The Nigeria Governors Forum (NGF) yesterday said it had reviewed current progress in the implementation of the new minimum wage law and resolved that consequential increments will depend on the capacity of individual state government. Chairman of the forum and Governor of Ekiti State, who stated this in Abuja after the body’s sixth meeting, asserted that the Federal Executive Council (FEC) does not determine what happens in the states.
His words: “As you are aware, FEC does not determine what happens in the state because it has own executive council (SEC) which is the highest decision-making body at the state level.
“I have made the position of the states clear that what was agreed on was a national minimum wage increase and not a general minimum wage review, which is a matter for the states to sort out with their workers.”
He said the forum, as the representative body of the states, keenly followed what transpired in the negotiations leading to the N30,000 minimum wage template, adding: “As far as we are concerned, the best that we can do is to stick to what has been agreed – that is the N30,000 minimum wage.”
Fayemi went on: “But states also know that there will be consequential adjustments, but that will be determined by what happens on a state by state basis because there are a different number of workers, different issues, trade unions and joint negotiating committees which will undertake these discussions with the state governments. This is simply what we have said.”
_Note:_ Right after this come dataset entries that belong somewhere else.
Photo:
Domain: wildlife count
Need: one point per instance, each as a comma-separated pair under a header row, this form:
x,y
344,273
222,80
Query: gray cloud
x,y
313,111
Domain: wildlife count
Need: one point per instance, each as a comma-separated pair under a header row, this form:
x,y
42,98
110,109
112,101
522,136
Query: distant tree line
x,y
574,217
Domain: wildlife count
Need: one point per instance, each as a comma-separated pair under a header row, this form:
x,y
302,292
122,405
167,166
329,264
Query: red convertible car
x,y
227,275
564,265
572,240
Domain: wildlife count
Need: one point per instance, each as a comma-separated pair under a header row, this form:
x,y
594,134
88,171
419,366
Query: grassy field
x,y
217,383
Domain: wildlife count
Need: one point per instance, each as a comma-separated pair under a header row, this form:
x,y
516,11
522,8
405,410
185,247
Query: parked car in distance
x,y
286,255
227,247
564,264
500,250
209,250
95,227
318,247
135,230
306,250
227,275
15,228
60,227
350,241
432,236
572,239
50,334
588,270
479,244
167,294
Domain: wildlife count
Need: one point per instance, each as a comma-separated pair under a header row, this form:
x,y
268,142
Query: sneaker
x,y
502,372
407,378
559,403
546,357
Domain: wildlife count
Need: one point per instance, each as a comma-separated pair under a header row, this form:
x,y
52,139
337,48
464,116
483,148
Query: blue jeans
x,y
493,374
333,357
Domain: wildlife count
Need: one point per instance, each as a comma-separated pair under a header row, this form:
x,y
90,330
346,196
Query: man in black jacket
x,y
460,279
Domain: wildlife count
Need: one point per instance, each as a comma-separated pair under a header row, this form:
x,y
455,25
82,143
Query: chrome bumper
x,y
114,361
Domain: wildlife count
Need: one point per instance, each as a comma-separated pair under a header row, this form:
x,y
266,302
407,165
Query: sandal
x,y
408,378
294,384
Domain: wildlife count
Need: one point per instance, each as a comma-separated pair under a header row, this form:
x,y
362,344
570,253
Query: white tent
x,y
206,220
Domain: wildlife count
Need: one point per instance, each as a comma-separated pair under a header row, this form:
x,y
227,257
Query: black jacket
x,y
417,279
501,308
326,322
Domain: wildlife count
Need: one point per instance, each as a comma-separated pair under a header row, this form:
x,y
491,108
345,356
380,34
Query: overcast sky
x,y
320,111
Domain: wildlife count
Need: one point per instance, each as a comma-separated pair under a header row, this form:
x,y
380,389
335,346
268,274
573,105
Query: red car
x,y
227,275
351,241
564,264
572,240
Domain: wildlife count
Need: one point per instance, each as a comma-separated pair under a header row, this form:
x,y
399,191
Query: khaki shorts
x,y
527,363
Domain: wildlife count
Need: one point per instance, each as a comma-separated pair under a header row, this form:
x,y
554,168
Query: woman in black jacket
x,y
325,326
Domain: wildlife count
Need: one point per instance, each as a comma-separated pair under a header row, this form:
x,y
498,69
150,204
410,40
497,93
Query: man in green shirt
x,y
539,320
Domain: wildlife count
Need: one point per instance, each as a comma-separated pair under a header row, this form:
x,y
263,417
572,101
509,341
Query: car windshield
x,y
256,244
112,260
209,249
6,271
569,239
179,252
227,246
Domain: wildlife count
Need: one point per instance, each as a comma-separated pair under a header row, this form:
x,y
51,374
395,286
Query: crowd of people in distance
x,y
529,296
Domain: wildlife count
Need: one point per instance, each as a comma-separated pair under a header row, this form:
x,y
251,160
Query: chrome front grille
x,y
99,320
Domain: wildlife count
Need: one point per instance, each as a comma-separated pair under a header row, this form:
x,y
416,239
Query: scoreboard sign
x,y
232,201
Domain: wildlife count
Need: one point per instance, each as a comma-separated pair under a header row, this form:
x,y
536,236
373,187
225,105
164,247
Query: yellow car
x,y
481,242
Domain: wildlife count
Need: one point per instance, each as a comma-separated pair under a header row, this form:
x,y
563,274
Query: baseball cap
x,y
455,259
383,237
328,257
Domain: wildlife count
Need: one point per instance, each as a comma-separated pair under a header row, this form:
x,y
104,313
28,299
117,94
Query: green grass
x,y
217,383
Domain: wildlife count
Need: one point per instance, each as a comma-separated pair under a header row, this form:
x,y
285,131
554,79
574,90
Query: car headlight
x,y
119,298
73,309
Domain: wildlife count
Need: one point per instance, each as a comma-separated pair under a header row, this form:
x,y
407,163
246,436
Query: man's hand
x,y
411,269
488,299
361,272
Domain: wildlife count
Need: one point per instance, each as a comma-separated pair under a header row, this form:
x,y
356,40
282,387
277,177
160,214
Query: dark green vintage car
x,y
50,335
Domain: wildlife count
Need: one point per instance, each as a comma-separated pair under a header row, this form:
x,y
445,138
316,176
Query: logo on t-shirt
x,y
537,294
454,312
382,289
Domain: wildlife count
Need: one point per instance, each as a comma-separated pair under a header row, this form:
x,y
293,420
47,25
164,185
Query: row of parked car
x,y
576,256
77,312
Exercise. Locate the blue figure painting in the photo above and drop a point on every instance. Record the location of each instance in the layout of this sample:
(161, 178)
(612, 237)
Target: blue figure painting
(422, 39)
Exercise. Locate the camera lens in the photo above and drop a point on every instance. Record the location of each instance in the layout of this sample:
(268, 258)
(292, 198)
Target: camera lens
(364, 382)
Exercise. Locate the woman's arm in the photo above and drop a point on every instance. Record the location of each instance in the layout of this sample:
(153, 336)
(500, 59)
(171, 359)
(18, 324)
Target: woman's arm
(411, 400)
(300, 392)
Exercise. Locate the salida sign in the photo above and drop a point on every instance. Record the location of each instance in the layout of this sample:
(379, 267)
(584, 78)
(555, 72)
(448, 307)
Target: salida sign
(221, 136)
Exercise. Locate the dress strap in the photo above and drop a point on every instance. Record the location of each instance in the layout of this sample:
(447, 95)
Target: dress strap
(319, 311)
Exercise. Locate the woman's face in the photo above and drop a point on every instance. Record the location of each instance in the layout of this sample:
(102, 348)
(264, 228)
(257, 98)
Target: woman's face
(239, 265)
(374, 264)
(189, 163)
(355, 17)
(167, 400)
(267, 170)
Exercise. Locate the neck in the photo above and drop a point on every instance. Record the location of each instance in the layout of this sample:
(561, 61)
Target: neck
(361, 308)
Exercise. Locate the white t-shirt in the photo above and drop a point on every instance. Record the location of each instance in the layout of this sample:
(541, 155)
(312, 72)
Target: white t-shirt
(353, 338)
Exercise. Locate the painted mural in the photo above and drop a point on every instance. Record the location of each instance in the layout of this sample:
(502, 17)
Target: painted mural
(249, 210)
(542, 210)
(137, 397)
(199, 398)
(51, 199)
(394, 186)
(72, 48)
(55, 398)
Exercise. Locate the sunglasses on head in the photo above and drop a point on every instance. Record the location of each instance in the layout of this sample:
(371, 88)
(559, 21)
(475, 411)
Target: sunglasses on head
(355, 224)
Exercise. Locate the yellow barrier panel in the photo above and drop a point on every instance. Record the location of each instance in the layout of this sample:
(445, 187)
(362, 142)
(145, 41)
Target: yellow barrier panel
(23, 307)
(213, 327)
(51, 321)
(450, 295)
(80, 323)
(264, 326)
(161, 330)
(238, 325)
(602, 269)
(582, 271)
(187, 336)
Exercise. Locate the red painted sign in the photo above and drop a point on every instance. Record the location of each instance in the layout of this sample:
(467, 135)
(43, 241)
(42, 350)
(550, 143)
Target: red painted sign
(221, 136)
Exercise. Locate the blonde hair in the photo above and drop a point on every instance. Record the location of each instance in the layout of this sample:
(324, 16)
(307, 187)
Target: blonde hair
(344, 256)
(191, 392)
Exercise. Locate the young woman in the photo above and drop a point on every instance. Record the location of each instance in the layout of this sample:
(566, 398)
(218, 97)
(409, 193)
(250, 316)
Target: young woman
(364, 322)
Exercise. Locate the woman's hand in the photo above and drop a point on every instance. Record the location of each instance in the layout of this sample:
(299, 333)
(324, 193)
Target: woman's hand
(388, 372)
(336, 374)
The governors commended the Nigeria Centre for Disease Control (NCDC) and the National Primary Health Care Development Agency (NPHCDA) for their swift responses to the August 2019 yellow fever outbreak in the country, pledging to commit counterpart resources to strengthen mass vaccination campaigns in the states.
Besides, the chief executives have reviewed deductions being made from states’ accounts following the N614 billion loans given to them by the Federal Government.
A source disclosed that the governors, who were willing to pay up, are, however, contemplating adjustment of timelines to cover between 10 and 15 years.
The states recently commenced the repayment of the money as demanded by the government.
According to the governors, the deductions were too much, thus the need for extension of a repayment period at a less stringent rate.
In a related development, the Kano State Government is to shop for N10 billion monthly to pay workers the new wage.
The Head of Civil Service, Dr. Kabiru Shehu, who dropped the hint yesterday in the city, stated that the state would need fresh N500 million to boost its N9.6 billion wage bill to pay its 180,000 workforces N30,600 monthly on account of the consequential adjustments.